Introduction
A separate database plugin to support MongoDB-specific features and configurations.
Use-Case
- Users can choose and install MongoDB source and sink plugins.
- Users should see MongoDB logo on plugin configuration page for better experience.
- Users should get relevant information from the tool tip:
- The tool tip should describe accurately what each field is used for.
- Users should not have to specify any redundant configuration
- Users should get field level lineage for the source and sink that is being used.
- Reference documentation should be updated to account for the changes.
- The source code for MongoDB database plugin should be placed in repo under data-integrations org.
- Integration tests for MongoDB database plugin should be added in the test repo.
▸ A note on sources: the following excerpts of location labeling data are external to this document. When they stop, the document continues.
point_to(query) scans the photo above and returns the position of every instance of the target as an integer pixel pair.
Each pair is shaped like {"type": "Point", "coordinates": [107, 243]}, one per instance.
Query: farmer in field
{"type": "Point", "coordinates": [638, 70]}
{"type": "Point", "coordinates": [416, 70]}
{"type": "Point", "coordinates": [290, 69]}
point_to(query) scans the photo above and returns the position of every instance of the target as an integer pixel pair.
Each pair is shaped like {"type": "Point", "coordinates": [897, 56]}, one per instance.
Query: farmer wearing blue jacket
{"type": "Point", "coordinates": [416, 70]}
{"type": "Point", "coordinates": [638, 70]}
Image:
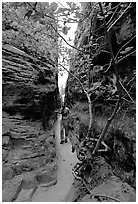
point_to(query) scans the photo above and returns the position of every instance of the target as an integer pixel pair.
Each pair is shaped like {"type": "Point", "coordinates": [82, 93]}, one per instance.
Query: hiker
{"type": "Point", "coordinates": [64, 124]}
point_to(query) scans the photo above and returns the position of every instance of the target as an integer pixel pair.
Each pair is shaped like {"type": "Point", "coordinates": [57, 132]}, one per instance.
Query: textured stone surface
{"type": "Point", "coordinates": [29, 181]}
{"type": "Point", "coordinates": [113, 187]}
{"type": "Point", "coordinates": [11, 189]}
{"type": "Point", "coordinates": [7, 173]}
{"type": "Point", "coordinates": [25, 195]}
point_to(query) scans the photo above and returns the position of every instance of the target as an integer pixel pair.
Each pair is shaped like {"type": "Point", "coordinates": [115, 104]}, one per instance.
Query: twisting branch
{"type": "Point", "coordinates": [87, 95]}
{"type": "Point", "coordinates": [126, 92]}
{"type": "Point", "coordinates": [66, 41]}
{"type": "Point", "coordinates": [119, 88]}
{"type": "Point", "coordinates": [113, 14]}
{"type": "Point", "coordinates": [118, 17]}
{"type": "Point", "coordinates": [123, 58]}
{"type": "Point", "coordinates": [124, 46]}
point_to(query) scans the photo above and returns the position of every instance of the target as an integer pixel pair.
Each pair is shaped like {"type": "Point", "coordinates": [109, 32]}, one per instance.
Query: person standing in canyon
{"type": "Point", "coordinates": [64, 124]}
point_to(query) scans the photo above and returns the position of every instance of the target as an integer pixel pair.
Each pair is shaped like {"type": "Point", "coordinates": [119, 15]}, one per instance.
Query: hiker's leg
{"type": "Point", "coordinates": [66, 130]}
{"type": "Point", "coordinates": [62, 132]}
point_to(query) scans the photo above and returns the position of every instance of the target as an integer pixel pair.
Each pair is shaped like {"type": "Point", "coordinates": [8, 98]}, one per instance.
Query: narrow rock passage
{"type": "Point", "coordinates": [66, 160]}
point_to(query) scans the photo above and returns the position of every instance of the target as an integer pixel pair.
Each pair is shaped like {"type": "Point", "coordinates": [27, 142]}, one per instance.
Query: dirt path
{"type": "Point", "coordinates": [66, 160]}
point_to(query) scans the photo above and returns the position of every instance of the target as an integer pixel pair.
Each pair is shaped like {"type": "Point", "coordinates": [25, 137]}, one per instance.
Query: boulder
{"type": "Point", "coordinates": [112, 187]}
{"type": "Point", "coordinates": [7, 173]}
{"type": "Point", "coordinates": [25, 195]}
{"type": "Point", "coordinates": [29, 180]}
{"type": "Point", "coordinates": [11, 189]}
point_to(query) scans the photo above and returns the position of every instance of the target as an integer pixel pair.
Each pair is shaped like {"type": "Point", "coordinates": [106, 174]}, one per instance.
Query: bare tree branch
{"type": "Point", "coordinates": [113, 14]}
{"type": "Point", "coordinates": [126, 92]}
{"type": "Point", "coordinates": [124, 46]}
{"type": "Point", "coordinates": [123, 58]}
{"type": "Point", "coordinates": [118, 18]}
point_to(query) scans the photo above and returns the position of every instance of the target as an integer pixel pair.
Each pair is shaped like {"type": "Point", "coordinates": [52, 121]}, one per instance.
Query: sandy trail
{"type": "Point", "coordinates": [66, 160]}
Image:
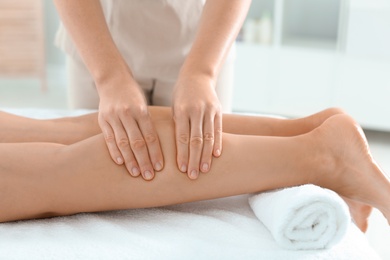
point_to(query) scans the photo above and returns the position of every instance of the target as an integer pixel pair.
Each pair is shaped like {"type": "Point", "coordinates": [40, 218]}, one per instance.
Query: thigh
{"type": "Point", "coordinates": [82, 91]}
{"type": "Point", "coordinates": [162, 92]}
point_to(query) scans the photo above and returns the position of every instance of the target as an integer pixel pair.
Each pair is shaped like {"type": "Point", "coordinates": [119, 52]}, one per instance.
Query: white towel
{"type": "Point", "coordinates": [304, 217]}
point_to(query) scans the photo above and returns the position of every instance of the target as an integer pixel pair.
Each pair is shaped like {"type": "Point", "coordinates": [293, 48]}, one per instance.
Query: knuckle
{"type": "Point", "coordinates": [138, 144]}
{"type": "Point", "coordinates": [150, 138]}
{"type": "Point", "coordinates": [208, 137]}
{"type": "Point", "coordinates": [123, 143]}
{"type": "Point", "coordinates": [196, 141]}
{"type": "Point", "coordinates": [218, 130]}
{"type": "Point", "coordinates": [183, 139]}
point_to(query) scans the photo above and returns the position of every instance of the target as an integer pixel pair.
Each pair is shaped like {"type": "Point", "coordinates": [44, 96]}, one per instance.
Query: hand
{"type": "Point", "coordinates": [198, 124]}
{"type": "Point", "coordinates": [128, 129]}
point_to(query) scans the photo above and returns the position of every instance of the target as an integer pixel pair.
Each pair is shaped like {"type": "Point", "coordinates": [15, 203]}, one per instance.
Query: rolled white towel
{"type": "Point", "coordinates": [304, 217]}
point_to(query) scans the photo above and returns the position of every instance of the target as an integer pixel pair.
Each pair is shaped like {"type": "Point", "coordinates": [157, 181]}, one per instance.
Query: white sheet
{"type": "Point", "coordinates": [216, 229]}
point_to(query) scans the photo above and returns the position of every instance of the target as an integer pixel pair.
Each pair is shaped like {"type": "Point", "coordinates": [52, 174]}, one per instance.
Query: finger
{"type": "Point", "coordinates": [208, 142]}
{"type": "Point", "coordinates": [123, 144]}
{"type": "Point", "coordinates": [217, 134]}
{"type": "Point", "coordinates": [182, 133]}
{"type": "Point", "coordinates": [109, 137]}
{"type": "Point", "coordinates": [138, 146]}
{"type": "Point", "coordinates": [152, 142]}
{"type": "Point", "coordinates": [196, 146]}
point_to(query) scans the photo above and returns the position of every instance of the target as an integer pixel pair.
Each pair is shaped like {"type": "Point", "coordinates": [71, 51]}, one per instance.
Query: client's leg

- The data pipeline using source and sink plugins should run on both mapreduce and spark engines.
User Stories
- User should be able to install MongoDB specific database source and sink plugins from the Hub
- Users should have each tool tip accurately describe what each field does
- Users should get field level lineage information for the MongoDB source and sink
- Users should be able to setup a pipeline avoiding specifying redundant information
- Users should get updated reference document for MongoDB source and sink
- Users should be able to read all the DB types
Plugin Type
- Batch Source
- Batch Sink
- Real-time Source
- Real-time Sink
- Action
- Post-Run Action
- Aggregate
- Join
- Spark Model
- Spark Compute
Design Tips
MongoDB driver reference: http://mongodb.github.io/mongo-java-driver/3.10/driver/
Existing database plugins: https://github.com/cdapio/hydrator-plugins/tree/develop/database-plugins
Design
The suggestion is to create maven sub-module MongoDB under database-plugins repository.
Sink Properties
User Facing Name | Type | Description | Constraints |
---|---|---|---|
Label | String | Label for UI. | |
Reference Name | String | Uniquely identified name for lineage. | |
Host | String | Host that MongoDB is running on. | Required (defaults to localhost on UI) |
Port | Number | Port that MongoDB is listening to. | Optional (default 27017) |
Database | String | MongoDB database name. | Required |
Collection | String | Name of the database collection to write to. | Required |
Username | String | User identity for connecting to the specified database. | |
Password | Password | Password to use to connect to the specified database. | |
Connection Arguments | Keyvalue | A list of arbitrary string key/value pairs as connection arguments. See Connection String Options for a full description of these arguments. |
Source Properties
User Facing Name | Type | Description | Constraints |
---|---|---|---|
Label | String | Label for UI. | |
Reference Name | String | Uniquely identified name for lineage. | |
Host | String | Host that MongoDB is running on. | Required (defaults to localhost on UI) |
Port | Number | Port that MongoDB is listening to. | Optional (default 27017) |
Database | String | MongoDB database name. | Required |
Collection | String | Name of the database collection to write to. | Required |
Output Schema | Schema | Specifies the schema of the documents. | Required |
Input Query | String | Optionally filter the input collection with a query. This query must be represented in JSON format and use the MongoDB extended JSON format to represent non-native JSON data types. | |
Input Fields | String | Projection document that can limit the fields that appear in each document. This must be represented in JSON format, and use the MongoDB extended JSON format to represent non-native JSON data types. If no projection document is provided, all fields will be read. | |
Splitter Class | The name of the Splitter class to use. If left empty, the MongoDB Hadoop Connector will attempt to make a best-guess as to which Splitter to use. The Hadoop connector provides these Splitters:
| ||
Username | String | User identity for connecting to the specified database. | |
Password | Password | Password to use to connect to the specified database. | |
Authentication Connection String | Auxiliary MongoDB connection string to authenticate against when constructing splits. | ||
Connection Arguments | Keyvalue | A list of arbitrary string key/value pairs as connection arguments. See Connection String Options for a full description of these arguments. |
Approach
Create a module mongodb-plugin in database-plugins project, reuse existing database-plugins code if possible. Add MongoDB-specific properties to configuration, add support for MongoDB-specific datatypes. Update UI widgets JSON definitions.